5.            I have disclosed, based on my most recent evaluation of internal control over financial reporting, to the registrant’s auditors and the audit committee of the registrant’s board of directors (or persons performing the equivalent functions):

a)           All significant deficiencies and material weaknesses in the design or operation of internal control over financial reporting which are reasonably likely to adversely affect the registrant’s ability to record, process, summarize and report financial information; and

b)           Any fraud, whether or not material, that involves management or other employees who have a significant role in the registrant’s internal control over financial reporting.

Dated: August 5, 2021

By:

/s/ Jean-Marc Bellemin

Jean-Marc Bellemin

Chief Financial Officer
(Principal Financial Officer & Principal Accounting Officer)


Exhibit 32.1

CERTIFICATION PURSUANT TO

18 U.S.C. SECTION 1350,

AS ADOPTED PURSUANT TO

SECTION 906 OF THE SARBANES-OXLEY ACT OF 2002

In connection with the Quarterly Report on Form 10-Q of Iovance Biotherapeutics, Inc. (the “Company”) for the quarter ended June 30, 2021, as filed with the Securities and Exchange Commission on the date hereof (the “Report”), Frederick G. Vogt, PhD., Esq, Interim Chief Executive Officer and President, and General Counsel, hereby certifies, pursuant to 18 U.S.C. §1350, as adopted pursuant to §906 of the Sarbanes-Oxley Act of 2002, that:

(1) The Report fully complies with the requirements of Section 13(a) or 15(d) of the Securities Exchange Act of 1934; and

(2) The information contained in the Report fairly presents, in all material respects, the financial condition and results of operations of the Company.

Dated: August 5, 2021

By:

/s/ Frederick G. Vogt, PhD., Esq

Frederick G. Vogt, PhD., Esq

Interim Chief Executive Officer and President, and General Counsel (Principal Executive Officer)

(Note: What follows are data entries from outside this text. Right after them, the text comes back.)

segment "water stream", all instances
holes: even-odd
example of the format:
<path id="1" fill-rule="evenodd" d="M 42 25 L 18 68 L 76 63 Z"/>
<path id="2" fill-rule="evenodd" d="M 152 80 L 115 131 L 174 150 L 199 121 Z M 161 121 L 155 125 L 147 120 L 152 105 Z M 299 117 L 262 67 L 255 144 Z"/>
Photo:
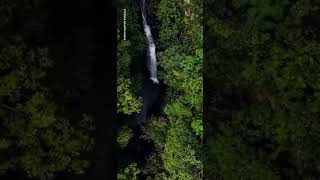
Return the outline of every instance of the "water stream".
<path id="1" fill-rule="evenodd" d="M 143 82 L 143 105 L 140 113 L 137 116 L 137 124 L 143 126 L 146 124 L 148 116 L 152 107 L 159 99 L 160 84 L 157 77 L 157 59 L 156 59 L 156 46 L 152 36 L 150 25 L 147 21 L 147 8 L 148 4 L 146 0 L 141 0 L 141 14 L 142 14 L 142 24 L 144 33 L 147 40 L 147 56 L 146 56 L 146 66 L 148 69 L 147 78 Z"/>
<path id="2" fill-rule="evenodd" d="M 143 29 L 148 41 L 147 67 L 150 72 L 150 80 L 152 80 L 153 83 L 159 84 L 157 77 L 156 45 L 154 44 L 150 26 L 146 19 L 146 0 L 142 0 L 141 8 Z"/>
<path id="3" fill-rule="evenodd" d="M 138 93 L 143 99 L 143 104 L 139 114 L 134 117 L 127 117 L 127 119 L 124 120 L 124 123 L 133 129 L 134 137 L 129 141 L 127 147 L 120 152 L 120 169 L 132 162 L 137 163 L 139 166 L 144 166 L 147 157 L 154 151 L 153 142 L 147 138 L 143 138 L 146 137 L 145 126 L 151 115 L 160 116 L 162 107 L 161 94 L 165 94 L 165 87 L 161 80 L 159 82 L 157 77 L 156 39 L 154 39 L 157 38 L 157 30 L 152 29 L 152 23 L 156 19 L 152 16 L 152 13 L 148 11 L 148 0 L 137 1 L 140 1 L 141 19 L 139 20 L 141 21 L 146 37 L 147 48 L 146 52 L 144 52 L 144 54 L 146 53 L 145 61 L 144 59 L 138 59 L 135 61 L 136 64 L 133 68 L 136 68 L 135 71 L 137 74 L 141 73 L 143 76 L 141 79 L 143 88 Z M 142 56 L 142 58 L 144 57 L 145 56 Z M 143 174 L 140 174 L 139 179 L 143 180 L 146 178 Z"/>

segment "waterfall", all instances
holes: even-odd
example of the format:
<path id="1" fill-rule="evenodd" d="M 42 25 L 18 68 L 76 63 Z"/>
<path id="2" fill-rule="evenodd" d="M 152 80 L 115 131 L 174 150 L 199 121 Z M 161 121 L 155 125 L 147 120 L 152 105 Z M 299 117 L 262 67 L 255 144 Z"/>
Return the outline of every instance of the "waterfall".
<path id="1" fill-rule="evenodd" d="M 156 45 L 154 44 L 150 26 L 148 25 L 146 20 L 145 1 L 146 0 L 142 0 L 141 10 L 142 10 L 143 29 L 148 41 L 147 67 L 150 72 L 150 80 L 153 83 L 159 84 L 158 77 L 157 77 Z"/>
<path id="2" fill-rule="evenodd" d="M 146 19 L 146 0 L 141 0 L 141 11 L 143 20 L 143 29 L 147 37 L 148 51 L 147 51 L 147 67 L 150 77 L 143 82 L 143 105 L 140 113 L 136 116 L 137 124 L 143 128 L 147 123 L 150 110 L 159 98 L 160 85 L 157 77 L 157 59 L 156 59 L 156 46 L 153 41 L 150 26 Z M 151 80 L 151 81 L 150 81 Z"/>

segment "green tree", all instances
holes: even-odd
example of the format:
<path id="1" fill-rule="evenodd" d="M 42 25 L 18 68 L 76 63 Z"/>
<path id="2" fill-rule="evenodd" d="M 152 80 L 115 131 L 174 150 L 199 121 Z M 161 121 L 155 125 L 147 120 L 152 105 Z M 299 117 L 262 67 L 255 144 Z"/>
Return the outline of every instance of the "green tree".
<path id="1" fill-rule="evenodd" d="M 131 115 L 133 113 L 140 112 L 142 106 L 142 98 L 136 98 L 136 96 L 131 91 L 131 81 L 130 79 L 118 78 L 117 86 L 118 102 L 117 108 L 118 112 Z"/>
<path id="2" fill-rule="evenodd" d="M 146 167 L 159 179 L 202 179 L 202 25 L 198 2 L 160 1 L 159 77 L 167 88 L 165 121 L 147 127 L 162 167 Z M 191 9 L 193 17 L 185 15 Z M 191 14 L 192 14 L 191 13 Z M 169 32 L 170 31 L 170 32 Z M 199 137 L 200 136 L 200 137 Z M 154 158 L 157 156 L 153 156 Z"/>
<path id="3" fill-rule="evenodd" d="M 138 180 L 138 174 L 140 169 L 137 167 L 136 163 L 129 164 L 123 170 L 118 173 L 118 180 Z"/>
<path id="4" fill-rule="evenodd" d="M 225 7 L 234 12 L 227 19 L 207 17 L 205 172 L 212 179 L 319 175 L 319 36 L 306 26 L 318 3 L 268 2 L 245 1 L 268 6 L 259 12 L 234 6 Z M 273 31 L 266 31 L 270 21 Z M 248 31 L 248 24 L 255 28 Z"/>
<path id="5" fill-rule="evenodd" d="M 127 40 L 123 40 L 123 12 L 118 12 L 118 46 L 117 46 L 117 112 L 123 113 L 126 115 L 132 115 L 138 113 L 142 106 L 142 99 L 136 94 L 137 90 L 135 88 L 138 86 L 139 82 L 136 82 L 137 79 L 132 76 L 132 63 L 137 59 L 139 53 L 142 52 L 140 44 L 137 42 L 142 42 L 143 38 L 140 33 L 133 35 L 134 27 L 137 27 L 137 19 L 134 18 L 137 12 L 132 7 L 136 5 L 132 2 L 121 1 L 120 4 L 123 4 L 123 7 L 128 8 L 128 23 L 126 27 L 126 34 L 128 36 Z M 131 7 L 132 6 L 132 7 Z M 130 39 L 129 39 L 130 37 Z M 132 48 L 134 47 L 134 48 Z"/>
<path id="6" fill-rule="evenodd" d="M 125 148 L 132 137 L 133 131 L 128 126 L 124 126 L 118 133 L 117 142 L 121 148 Z"/>
<path id="7" fill-rule="evenodd" d="M 180 41 L 183 9 L 175 0 L 161 0 L 157 9 L 157 18 L 160 21 L 159 45 L 165 49 Z"/>
<path id="8" fill-rule="evenodd" d="M 8 38 L 0 63 L 0 173 L 22 170 L 40 179 L 83 173 L 89 163 L 80 156 L 92 148 L 92 120 L 85 115 L 71 123 L 43 86 L 54 66 L 48 50 Z"/>

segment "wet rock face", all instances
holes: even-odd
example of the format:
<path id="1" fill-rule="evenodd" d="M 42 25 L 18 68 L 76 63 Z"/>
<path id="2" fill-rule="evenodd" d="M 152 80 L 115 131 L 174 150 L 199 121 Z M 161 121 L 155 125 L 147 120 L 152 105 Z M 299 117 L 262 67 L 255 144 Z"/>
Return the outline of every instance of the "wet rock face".
<path id="1" fill-rule="evenodd" d="M 147 119 L 150 116 L 150 110 L 159 99 L 159 92 L 159 84 L 154 84 L 149 79 L 144 82 L 143 105 L 137 118 L 137 123 L 139 125 L 147 123 Z"/>

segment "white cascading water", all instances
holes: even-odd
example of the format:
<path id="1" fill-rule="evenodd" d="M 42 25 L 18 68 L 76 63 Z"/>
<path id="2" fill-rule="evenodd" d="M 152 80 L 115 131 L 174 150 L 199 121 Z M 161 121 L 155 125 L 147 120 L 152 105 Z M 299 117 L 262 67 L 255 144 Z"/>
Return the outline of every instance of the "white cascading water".
<path id="1" fill-rule="evenodd" d="M 147 55 L 147 66 L 150 72 L 150 80 L 153 83 L 159 84 L 157 77 L 157 58 L 156 58 L 156 45 L 154 44 L 153 37 L 151 34 L 150 26 L 147 24 L 145 17 L 145 0 L 142 0 L 142 20 L 143 29 L 148 41 L 148 55 Z"/>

A signed original of this written statement required by Section 906 has been provided to the Company and will be retained by the Company and furnished to the Securities and Exchange Commission or its staff upon request.


Exhibit 32.2

CERTIFICATION PURSUANT TO

18 U.S.C. SECTION 1350,

AS ADOPTED PURSUANT TO

SECTION 906 OF THE SARBANES-OXLEY ACT OF 2002

In connection with the Quarterly Report on Form 10-Q of Iovance Biotherapeutics, Inc. (the “Company”) for the quarter ended June 30, 2021 as filed with the Securities and Exchange Commission on the date hereof (the “Report”), Jean-Marc Bellemin, Chief Financial Officer, hereby certifies, pursuant to 18 U.S.C. §1350, as adopted pursuant to §906 of the Sarbanes-Oxley Act of 2002, that:

(1) The Report fully complies with the requirements of Section 13(a) or 15(d) of the Securities Exchange Act of 1934; and

(2) The information contained in the Report fairly presents, in all material respects, the financial condition and results of operations of the Company.

Dated: August 5, 2021

By:

/s/ Jean-Marc Bellemin

Jean-Marc Bellemin

Chief Financial Officer
(Principal Financial Officer and Principal Accounting Officer)

A signed original of this written statement required by Section 906 has been provided to the Company and will be retained by the Company and furnished to the Securities and Exchange Commission or its staff upon request.